Parution : Littérature québécoise. La recherche en émergence, Québec, Nuit blanche éditeur, 1991, p. 177-185.
Consciente que le fantastique est étroitement lié au contexte social, Lise Morin propose une nouvelle typologie pour appréhender le fantastique qui se manifeste dans la littérature québécoise depuis 1960. Comme ce fantastique a peu de choses en commun avec les loups-garous, diables et autres revenants qui peuplent les contes du XIXe siècle, elle croit qu’il convient de distinguer deux courants : l’un à caractère sacré, l’autre à caractère profane.
Avant d’établir leurs différences, l’auteure met en lumière les invariants qui les caractérisent l’un et l’autre. Ces facteurs constitutifs sont au nombre de deux : le facteur qui provoque la rupture du réel et celui qui suggère une ambiguïté. L’auteure en profite pour dissiper un malentendu qui concerne cette fameuse hésitation entre une explication naturelle et une explication surnaturelle, hésitation que Todorov fait reposer sur le lecteur. Pour Lise Morin, « l’expérience déconcertante doit être problématique pour le personnage et non pour le lecteur », ce qui permet alors d’exclure du champ fantastique tout récit relatant un incident étrange qui n’invalide pas le code logique habituel.
L’auteure dresse ensuite un parallèle entre le fantastique et le mythe sous le rapport du sacré, tous deux présentant « une irruption du surnaturel dans la durée temporelle ordinaire (temps profane) ». Puis elle met à jour les éléments archétypaux des récits fantastiques à caractère sacré : une victime terrorisée par la manifestation surnaturelle et forcée malgré elle d’admettre l’existence d’une puissance supérieure, une issue souvent néfaste au héros, la fatalité investie d’une valeur non seulement thématique mais encore organisationnelle puisqu’elle induit un rythme soutenu, générateur de suspense et d’angoisse.

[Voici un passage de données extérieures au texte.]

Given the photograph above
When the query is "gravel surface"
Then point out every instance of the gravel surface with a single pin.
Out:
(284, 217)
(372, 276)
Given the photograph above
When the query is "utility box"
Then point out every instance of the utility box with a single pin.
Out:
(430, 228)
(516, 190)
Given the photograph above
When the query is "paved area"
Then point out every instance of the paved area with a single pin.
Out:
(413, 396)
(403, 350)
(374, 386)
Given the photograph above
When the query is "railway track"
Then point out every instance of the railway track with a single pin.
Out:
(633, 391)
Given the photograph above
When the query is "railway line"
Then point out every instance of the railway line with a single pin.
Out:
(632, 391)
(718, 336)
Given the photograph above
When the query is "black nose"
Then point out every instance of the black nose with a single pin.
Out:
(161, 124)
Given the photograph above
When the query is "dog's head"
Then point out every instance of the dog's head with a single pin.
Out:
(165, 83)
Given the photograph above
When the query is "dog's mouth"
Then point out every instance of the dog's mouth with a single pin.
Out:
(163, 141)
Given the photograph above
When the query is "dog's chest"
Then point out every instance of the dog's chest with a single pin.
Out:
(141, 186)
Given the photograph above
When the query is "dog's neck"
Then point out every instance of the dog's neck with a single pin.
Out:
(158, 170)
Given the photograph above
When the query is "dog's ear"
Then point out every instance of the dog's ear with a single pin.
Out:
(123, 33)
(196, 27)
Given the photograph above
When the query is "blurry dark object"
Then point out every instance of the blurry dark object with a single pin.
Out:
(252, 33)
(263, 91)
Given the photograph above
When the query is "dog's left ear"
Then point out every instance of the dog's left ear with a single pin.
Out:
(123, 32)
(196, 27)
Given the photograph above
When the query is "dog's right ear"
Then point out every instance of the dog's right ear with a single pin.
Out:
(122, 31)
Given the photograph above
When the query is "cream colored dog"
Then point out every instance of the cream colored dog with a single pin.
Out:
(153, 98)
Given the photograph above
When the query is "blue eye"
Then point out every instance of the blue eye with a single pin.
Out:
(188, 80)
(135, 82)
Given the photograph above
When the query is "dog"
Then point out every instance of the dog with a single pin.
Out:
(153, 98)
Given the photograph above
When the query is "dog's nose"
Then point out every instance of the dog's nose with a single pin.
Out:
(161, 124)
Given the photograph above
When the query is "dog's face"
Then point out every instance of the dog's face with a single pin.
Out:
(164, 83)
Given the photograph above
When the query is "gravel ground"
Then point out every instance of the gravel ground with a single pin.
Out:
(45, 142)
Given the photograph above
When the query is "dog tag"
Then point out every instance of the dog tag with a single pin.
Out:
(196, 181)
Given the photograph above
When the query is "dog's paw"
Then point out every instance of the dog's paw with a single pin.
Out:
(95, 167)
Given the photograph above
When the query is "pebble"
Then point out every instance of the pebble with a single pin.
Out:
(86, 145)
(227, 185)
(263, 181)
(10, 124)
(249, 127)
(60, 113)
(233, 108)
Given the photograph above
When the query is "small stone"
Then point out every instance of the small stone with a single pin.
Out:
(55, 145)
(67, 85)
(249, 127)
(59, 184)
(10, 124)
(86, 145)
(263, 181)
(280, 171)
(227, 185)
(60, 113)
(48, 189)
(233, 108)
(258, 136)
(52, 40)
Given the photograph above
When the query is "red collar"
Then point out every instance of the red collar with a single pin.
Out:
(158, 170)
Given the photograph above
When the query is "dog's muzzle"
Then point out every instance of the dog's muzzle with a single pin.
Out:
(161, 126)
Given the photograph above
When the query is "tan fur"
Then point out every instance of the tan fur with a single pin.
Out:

Quant aux récits à caractère profane, ils se caractérisent par l’humour ou une attitude d’indifférence de la part du protagoniste face à un événement étrange. Ils se subdivisent en deux sous-catégories dont la distinction tient à la nature de l’agent fantastique. Dans un cas, c’est une puissance supérieure qui est responsable de l’expérience déroutante vécue par l’humain. Dans l’autre cas, « l’événement insolite procède d’une faculté humaine inconnue » de sorte que le protagoniste lui-même se trouve en quelque sorte élevé au statut de dieu. Dans les deux cas, la conduite du personnage, qui dédramatise l’expérience déroutante, a pour effet « d’oblitérer le fantastique ».
Source : Janelle, Claude, L'ASFFQ 1991, Logiques/Le Passeur, p. 201-202.